People talk about getting closure all the time. After a loved one has passed, after a breakup, a broken friendship, or even after letting go of material possessions. I have one too many questions about this issue, I mean, why do we need closure? Why does it seem that we always need closure for a “bad” thing? But more importantly, what do we mean by closure? Is it looking at the event, determining what we’ve learned from it, applying those lessons, and then getting on with our lives?
I personally have tried the “closure” deal many times and still I have no idea if it worked or not, you know, throwing away letters, deleting pics on your laptop, burning the boxers, getting rid of contact info… still, I’m not sure I have ever gotten the closure I needed. May I add, the many times does not mean it has been with different people… which probably makes it worse! lol
In my search of a better definition I found out that apparently in mathematics there is a concept for closure that applies mostly to algebra, the definition states – a set is closed under an operation if applying the operation to two members of the set results in another member of the set… huh!!?
Scratch that, forget the math, I prefer to stick to psychology… is closure just something in our minds?

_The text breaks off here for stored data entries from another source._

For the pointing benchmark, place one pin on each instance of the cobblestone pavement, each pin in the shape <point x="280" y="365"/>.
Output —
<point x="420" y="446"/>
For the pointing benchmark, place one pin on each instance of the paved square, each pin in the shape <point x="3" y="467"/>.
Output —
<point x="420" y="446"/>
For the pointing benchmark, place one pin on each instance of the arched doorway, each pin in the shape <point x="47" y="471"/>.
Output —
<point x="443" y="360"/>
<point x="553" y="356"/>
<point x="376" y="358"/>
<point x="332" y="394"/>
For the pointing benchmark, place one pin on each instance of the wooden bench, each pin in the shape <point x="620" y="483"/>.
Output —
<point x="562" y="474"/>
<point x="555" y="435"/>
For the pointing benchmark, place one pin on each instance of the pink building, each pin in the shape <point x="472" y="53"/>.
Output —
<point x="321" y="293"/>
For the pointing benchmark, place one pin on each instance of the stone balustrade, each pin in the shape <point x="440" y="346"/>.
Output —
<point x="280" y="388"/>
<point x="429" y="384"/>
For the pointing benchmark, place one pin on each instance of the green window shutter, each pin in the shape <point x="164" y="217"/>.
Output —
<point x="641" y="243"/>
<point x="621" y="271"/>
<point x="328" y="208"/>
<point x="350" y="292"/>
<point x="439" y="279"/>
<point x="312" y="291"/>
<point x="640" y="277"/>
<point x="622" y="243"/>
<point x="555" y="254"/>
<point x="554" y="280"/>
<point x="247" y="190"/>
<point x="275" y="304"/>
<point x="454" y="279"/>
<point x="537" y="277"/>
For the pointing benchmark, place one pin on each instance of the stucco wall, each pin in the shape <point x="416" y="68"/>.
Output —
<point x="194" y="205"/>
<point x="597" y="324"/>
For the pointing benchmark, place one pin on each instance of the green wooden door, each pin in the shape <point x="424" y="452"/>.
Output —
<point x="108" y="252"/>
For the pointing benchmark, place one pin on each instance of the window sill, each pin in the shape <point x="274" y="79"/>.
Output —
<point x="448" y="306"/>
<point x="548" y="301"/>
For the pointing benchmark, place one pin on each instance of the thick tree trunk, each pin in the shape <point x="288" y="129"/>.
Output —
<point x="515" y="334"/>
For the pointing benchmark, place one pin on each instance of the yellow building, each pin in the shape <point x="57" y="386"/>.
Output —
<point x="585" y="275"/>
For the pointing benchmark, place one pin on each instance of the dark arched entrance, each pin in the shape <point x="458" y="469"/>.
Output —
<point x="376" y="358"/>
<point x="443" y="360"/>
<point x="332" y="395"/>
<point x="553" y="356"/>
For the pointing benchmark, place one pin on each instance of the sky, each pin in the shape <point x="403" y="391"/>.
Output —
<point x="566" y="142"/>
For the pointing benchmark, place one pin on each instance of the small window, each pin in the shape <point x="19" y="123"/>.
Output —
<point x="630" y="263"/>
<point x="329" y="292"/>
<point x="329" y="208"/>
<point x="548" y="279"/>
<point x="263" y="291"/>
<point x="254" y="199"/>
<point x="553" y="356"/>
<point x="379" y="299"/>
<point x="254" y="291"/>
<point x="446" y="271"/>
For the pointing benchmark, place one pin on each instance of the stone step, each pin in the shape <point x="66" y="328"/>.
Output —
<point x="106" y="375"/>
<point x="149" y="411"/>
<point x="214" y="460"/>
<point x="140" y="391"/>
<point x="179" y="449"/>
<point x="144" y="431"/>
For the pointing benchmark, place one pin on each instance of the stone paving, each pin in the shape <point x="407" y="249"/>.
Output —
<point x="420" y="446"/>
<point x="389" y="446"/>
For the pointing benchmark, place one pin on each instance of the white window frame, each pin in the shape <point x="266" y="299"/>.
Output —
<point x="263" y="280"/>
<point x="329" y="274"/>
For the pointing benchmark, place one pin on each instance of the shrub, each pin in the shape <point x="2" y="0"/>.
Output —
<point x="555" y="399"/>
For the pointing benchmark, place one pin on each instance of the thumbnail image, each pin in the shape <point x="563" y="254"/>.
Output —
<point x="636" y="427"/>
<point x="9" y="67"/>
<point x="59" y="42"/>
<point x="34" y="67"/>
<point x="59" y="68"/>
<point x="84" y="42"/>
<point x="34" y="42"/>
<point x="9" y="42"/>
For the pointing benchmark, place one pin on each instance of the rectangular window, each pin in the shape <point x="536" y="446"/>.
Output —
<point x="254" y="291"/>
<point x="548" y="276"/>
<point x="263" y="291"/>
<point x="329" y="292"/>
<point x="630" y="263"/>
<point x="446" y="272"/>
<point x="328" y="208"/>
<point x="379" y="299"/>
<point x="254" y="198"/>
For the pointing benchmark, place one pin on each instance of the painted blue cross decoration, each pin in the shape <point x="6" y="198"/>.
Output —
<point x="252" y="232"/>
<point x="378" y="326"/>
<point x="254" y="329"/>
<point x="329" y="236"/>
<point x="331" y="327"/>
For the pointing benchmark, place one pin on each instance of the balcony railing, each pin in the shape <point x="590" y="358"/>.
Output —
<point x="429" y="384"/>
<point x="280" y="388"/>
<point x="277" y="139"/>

I tend to think closure is mental and therefore should be easy to control, but the heart, now there’s a different story, no part of your brain can tell your heart to forget and move on. Closure is something very personal, something deep inside of us. It can be a matter of the heart or a matter of the brain, it can be as simple as seeking that moment that will provide you a proper ending to an ongoing situation. An ending where you can say, “I’m there, I have moved on…” and lay the love to rest together with all the good, the bad and the in-between.

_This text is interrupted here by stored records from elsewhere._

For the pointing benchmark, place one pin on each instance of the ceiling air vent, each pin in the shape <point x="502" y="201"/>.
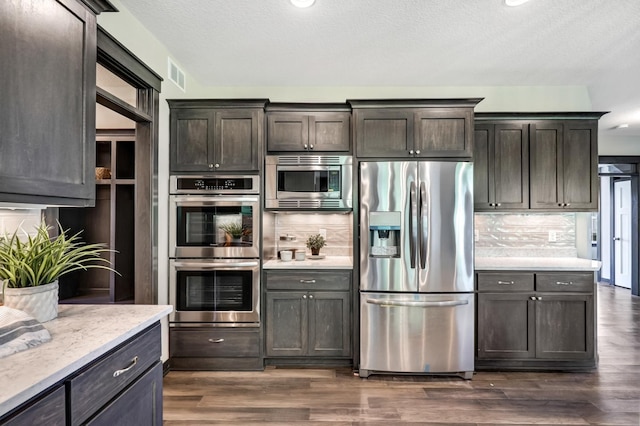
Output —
<point x="176" y="75"/>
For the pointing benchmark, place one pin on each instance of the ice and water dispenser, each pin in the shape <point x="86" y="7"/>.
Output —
<point x="384" y="234"/>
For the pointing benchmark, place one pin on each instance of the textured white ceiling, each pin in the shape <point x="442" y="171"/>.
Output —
<point x="593" y="43"/>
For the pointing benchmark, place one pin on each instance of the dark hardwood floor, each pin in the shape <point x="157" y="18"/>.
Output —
<point x="608" y="396"/>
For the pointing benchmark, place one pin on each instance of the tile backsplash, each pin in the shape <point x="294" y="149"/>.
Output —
<point x="12" y="219"/>
<point x="513" y="235"/>
<point x="338" y="228"/>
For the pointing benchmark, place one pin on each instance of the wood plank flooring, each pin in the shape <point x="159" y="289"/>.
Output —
<point x="279" y="396"/>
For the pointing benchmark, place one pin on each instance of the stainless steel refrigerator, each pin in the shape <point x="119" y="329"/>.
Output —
<point x="416" y="267"/>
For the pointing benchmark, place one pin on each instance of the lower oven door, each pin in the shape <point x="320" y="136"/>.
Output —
<point x="215" y="292"/>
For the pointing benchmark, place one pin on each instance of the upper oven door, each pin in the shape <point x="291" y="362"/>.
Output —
<point x="200" y="226"/>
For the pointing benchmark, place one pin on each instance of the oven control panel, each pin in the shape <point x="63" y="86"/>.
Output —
<point x="217" y="184"/>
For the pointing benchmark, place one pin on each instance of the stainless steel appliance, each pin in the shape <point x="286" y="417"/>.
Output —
<point x="201" y="207"/>
<point x="308" y="182"/>
<point x="220" y="292"/>
<point x="214" y="276"/>
<point x="416" y="267"/>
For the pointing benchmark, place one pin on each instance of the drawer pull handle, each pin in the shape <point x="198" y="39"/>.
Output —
<point x="134" y="361"/>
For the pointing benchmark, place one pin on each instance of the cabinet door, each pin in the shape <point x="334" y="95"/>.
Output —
<point x="287" y="132"/>
<point x="45" y="410"/>
<point x="386" y="133"/>
<point x="564" y="326"/>
<point x="192" y="135"/>
<point x="483" y="185"/>
<point x="330" y="131"/>
<point x="140" y="404"/>
<point x="580" y="165"/>
<point x="443" y="133"/>
<point x="48" y="102"/>
<point x="237" y="140"/>
<point x="506" y="326"/>
<point x="511" y="166"/>
<point x="546" y="159"/>
<point x="329" y="323"/>
<point x="287" y="323"/>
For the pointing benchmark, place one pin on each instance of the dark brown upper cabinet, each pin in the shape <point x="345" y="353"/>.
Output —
<point x="216" y="135"/>
<point x="564" y="165"/>
<point x="414" y="128"/>
<point x="501" y="166"/>
<point x="48" y="102"/>
<point x="561" y="172"/>
<point x="308" y="128"/>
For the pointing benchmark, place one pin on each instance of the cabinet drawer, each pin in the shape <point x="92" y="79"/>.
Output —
<point x="308" y="280"/>
<point x="567" y="282"/>
<point x="93" y="388"/>
<point x="505" y="282"/>
<point x="214" y="343"/>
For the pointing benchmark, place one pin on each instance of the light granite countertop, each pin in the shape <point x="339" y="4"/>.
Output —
<point x="536" y="264"/>
<point x="79" y="335"/>
<point x="329" y="262"/>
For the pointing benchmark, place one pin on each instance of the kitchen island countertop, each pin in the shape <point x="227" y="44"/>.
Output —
<point x="80" y="334"/>
<point x="535" y="264"/>
<point x="329" y="262"/>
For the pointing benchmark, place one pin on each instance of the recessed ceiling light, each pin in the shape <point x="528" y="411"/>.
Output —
<point x="302" y="3"/>
<point x="515" y="2"/>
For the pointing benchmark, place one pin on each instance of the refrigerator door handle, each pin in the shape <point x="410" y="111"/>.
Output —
<point x="417" y="304"/>
<point x="413" y="225"/>
<point x="423" y="223"/>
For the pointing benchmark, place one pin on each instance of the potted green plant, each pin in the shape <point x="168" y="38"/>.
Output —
<point x="315" y="243"/>
<point x="30" y="267"/>
<point x="235" y="230"/>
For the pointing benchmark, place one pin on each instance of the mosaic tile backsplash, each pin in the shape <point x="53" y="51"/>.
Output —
<point x="338" y="228"/>
<point x="515" y="235"/>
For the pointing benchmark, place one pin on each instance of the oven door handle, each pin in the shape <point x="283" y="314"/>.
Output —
<point x="214" y="265"/>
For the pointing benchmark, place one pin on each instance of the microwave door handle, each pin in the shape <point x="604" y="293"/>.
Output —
<point x="214" y="265"/>
<point x="413" y="226"/>
<point x="423" y="221"/>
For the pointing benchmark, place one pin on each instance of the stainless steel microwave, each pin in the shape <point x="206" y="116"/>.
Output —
<point x="309" y="182"/>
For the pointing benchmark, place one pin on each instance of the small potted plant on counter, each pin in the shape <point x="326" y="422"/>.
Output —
<point x="315" y="243"/>
<point x="31" y="265"/>
<point x="235" y="231"/>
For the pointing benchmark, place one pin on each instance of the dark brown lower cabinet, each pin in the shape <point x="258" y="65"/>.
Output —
<point x="521" y="328"/>
<point x="123" y="387"/>
<point x="308" y="316"/>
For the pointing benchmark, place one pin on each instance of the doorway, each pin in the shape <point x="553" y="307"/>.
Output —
<point x="617" y="236"/>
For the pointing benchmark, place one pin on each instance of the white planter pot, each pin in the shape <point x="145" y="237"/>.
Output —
<point x="40" y="302"/>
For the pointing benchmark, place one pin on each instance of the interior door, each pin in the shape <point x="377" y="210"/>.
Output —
<point x="622" y="233"/>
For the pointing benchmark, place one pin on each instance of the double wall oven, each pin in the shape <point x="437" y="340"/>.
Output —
<point x="214" y="241"/>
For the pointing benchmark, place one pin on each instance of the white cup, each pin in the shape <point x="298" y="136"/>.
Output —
<point x="286" y="255"/>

It does bother me to the bone that some people talk about needing closure but then again, they don’t let go and they keep playing someone on, what’s with that? If you love someone and connect with them at so many levels, then why waste time and play games? So many loving people in the world spend a lifetime searching for that special someone, a slight connection… and how many people end up with Mr. or Mrs. Wrong or Mr. Right Now because they feel they will never find “the one”. Why be afraid to take a step forward, if the person standing there right in front of you is the one… of course, until they move on and find closure and then you’re left empty handed.

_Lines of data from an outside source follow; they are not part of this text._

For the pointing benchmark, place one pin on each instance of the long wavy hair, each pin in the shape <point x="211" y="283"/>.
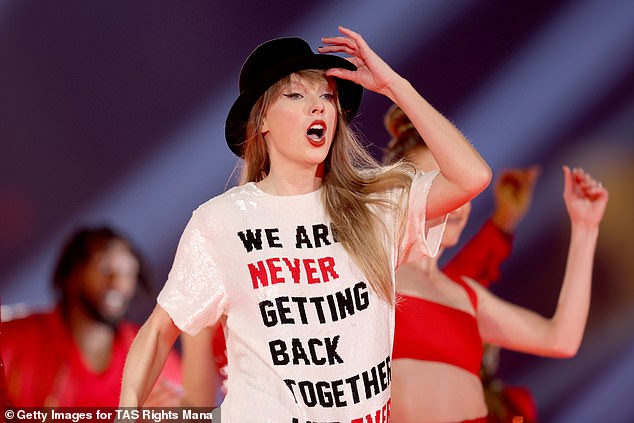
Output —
<point x="355" y="188"/>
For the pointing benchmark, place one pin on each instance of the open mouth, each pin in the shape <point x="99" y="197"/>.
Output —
<point x="316" y="133"/>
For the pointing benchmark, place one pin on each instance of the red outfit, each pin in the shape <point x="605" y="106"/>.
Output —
<point x="453" y="337"/>
<point x="44" y="367"/>
<point x="481" y="257"/>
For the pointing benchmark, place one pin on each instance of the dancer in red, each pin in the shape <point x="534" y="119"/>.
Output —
<point x="442" y="322"/>
<point x="73" y="356"/>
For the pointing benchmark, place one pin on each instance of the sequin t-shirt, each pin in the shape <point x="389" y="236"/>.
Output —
<point x="307" y="338"/>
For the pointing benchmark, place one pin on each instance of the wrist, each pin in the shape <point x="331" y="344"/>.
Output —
<point x="397" y="88"/>
<point x="585" y="228"/>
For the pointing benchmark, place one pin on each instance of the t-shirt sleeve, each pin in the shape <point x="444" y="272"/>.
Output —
<point x="194" y="295"/>
<point x="422" y="237"/>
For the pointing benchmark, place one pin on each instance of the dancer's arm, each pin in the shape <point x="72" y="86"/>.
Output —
<point x="516" y="328"/>
<point x="146" y="358"/>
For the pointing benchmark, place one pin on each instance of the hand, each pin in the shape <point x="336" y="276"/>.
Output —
<point x="372" y="72"/>
<point x="584" y="196"/>
<point x="513" y="194"/>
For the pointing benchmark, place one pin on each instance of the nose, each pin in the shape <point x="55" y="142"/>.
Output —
<point x="317" y="106"/>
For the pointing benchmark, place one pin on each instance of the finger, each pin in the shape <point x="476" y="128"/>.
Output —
<point x="342" y="73"/>
<point x="352" y="34"/>
<point x="339" y="41"/>
<point x="336" y="49"/>
<point x="568" y="180"/>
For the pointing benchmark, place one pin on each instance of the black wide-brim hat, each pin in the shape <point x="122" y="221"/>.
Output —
<point x="272" y="61"/>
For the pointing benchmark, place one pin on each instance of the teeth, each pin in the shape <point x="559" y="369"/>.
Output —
<point x="316" y="131"/>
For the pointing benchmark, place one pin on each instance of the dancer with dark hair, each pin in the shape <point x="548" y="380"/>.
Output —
<point x="73" y="356"/>
<point x="299" y="259"/>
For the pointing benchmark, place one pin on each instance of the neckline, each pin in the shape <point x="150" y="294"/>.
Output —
<point x="436" y="304"/>
<point x="257" y="189"/>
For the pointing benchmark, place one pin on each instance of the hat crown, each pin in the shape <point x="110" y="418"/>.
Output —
<point x="269" y="55"/>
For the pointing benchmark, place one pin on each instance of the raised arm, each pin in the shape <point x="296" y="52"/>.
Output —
<point x="464" y="174"/>
<point x="200" y="372"/>
<point x="482" y="257"/>
<point x="516" y="328"/>
<point x="147" y="357"/>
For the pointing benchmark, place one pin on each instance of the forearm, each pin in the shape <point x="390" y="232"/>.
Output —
<point x="146" y="358"/>
<point x="458" y="160"/>
<point x="568" y="323"/>
<point x="200" y="374"/>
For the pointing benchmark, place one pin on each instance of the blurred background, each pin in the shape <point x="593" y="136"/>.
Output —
<point x="114" y="112"/>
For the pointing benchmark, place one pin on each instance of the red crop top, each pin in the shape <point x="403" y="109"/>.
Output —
<point x="429" y="331"/>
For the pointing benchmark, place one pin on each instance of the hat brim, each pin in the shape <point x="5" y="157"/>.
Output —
<point x="349" y="93"/>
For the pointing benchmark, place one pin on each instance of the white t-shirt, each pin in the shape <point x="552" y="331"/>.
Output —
<point x="307" y="338"/>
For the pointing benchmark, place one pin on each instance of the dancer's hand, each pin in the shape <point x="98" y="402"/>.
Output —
<point x="372" y="72"/>
<point x="513" y="194"/>
<point x="584" y="196"/>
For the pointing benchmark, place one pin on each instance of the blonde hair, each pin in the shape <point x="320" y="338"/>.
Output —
<point x="354" y="186"/>
<point x="405" y="137"/>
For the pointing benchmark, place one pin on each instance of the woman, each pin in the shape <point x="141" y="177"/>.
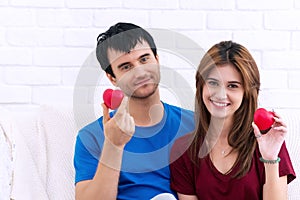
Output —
<point x="227" y="157"/>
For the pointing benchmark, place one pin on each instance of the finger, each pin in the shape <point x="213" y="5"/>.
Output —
<point x="123" y="106"/>
<point x="280" y="121"/>
<point x="280" y="128"/>
<point x="130" y="125"/>
<point x="105" y="111"/>
<point x="256" y="131"/>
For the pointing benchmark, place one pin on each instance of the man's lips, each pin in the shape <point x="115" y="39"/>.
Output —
<point x="142" y="82"/>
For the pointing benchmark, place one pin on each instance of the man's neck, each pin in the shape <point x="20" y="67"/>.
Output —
<point x="146" y="112"/>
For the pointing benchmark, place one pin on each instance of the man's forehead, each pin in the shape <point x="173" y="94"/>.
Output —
<point x="113" y="54"/>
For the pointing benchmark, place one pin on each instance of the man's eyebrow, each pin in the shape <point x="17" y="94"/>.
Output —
<point x="122" y="64"/>
<point x="126" y="63"/>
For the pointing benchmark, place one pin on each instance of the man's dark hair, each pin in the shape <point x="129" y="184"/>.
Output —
<point x="121" y="37"/>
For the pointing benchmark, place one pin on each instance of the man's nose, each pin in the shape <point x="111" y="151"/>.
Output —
<point x="139" y="71"/>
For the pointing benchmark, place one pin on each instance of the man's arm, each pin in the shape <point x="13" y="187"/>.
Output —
<point x="117" y="131"/>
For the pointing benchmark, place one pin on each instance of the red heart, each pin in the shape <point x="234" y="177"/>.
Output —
<point x="263" y="119"/>
<point x="112" y="98"/>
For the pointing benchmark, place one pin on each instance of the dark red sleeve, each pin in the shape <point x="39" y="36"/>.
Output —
<point x="285" y="165"/>
<point x="181" y="168"/>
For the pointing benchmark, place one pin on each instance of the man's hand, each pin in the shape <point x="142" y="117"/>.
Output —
<point x="120" y="128"/>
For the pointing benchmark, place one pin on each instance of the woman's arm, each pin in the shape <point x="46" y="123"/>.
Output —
<point x="186" y="197"/>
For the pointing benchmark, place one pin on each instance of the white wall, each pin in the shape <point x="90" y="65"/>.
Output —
<point x="44" y="43"/>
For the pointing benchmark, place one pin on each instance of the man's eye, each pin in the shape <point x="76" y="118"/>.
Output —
<point x="125" y="67"/>
<point x="144" y="59"/>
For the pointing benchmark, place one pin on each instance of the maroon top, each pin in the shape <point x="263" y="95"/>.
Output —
<point x="206" y="182"/>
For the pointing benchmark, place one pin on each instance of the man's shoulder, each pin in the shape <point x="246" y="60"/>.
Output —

And then the question is, if you do move on, regardless of whether or not that person remains in your life, do you try to stay connected? I myself need no contact when I work on moving on, just the fact that we’ve had such a strong connection is the one and only reason I continue to remain attached! Why is it so hard to be friends and have closure at the same time? I believe closure just comes with time, which is maybe why it hurts so much, you need to allow your feelings to stop influencing your state of mind until it all slowly fades away. They say that when you can go for five whole minutes without some part of it playing in your mind, then that’s when you’re done. So that makes me think, maybe I am there, maybe it has faded away and there’s just a little string left, could that be the last straw on closure?
Maybe closure just doesn’t have to involve the other person… maybe its something we just have to do on our own, create closure for ourselves. If we demand closure from the other person when it is actually something we need, maybe we’re not ready for closure at all.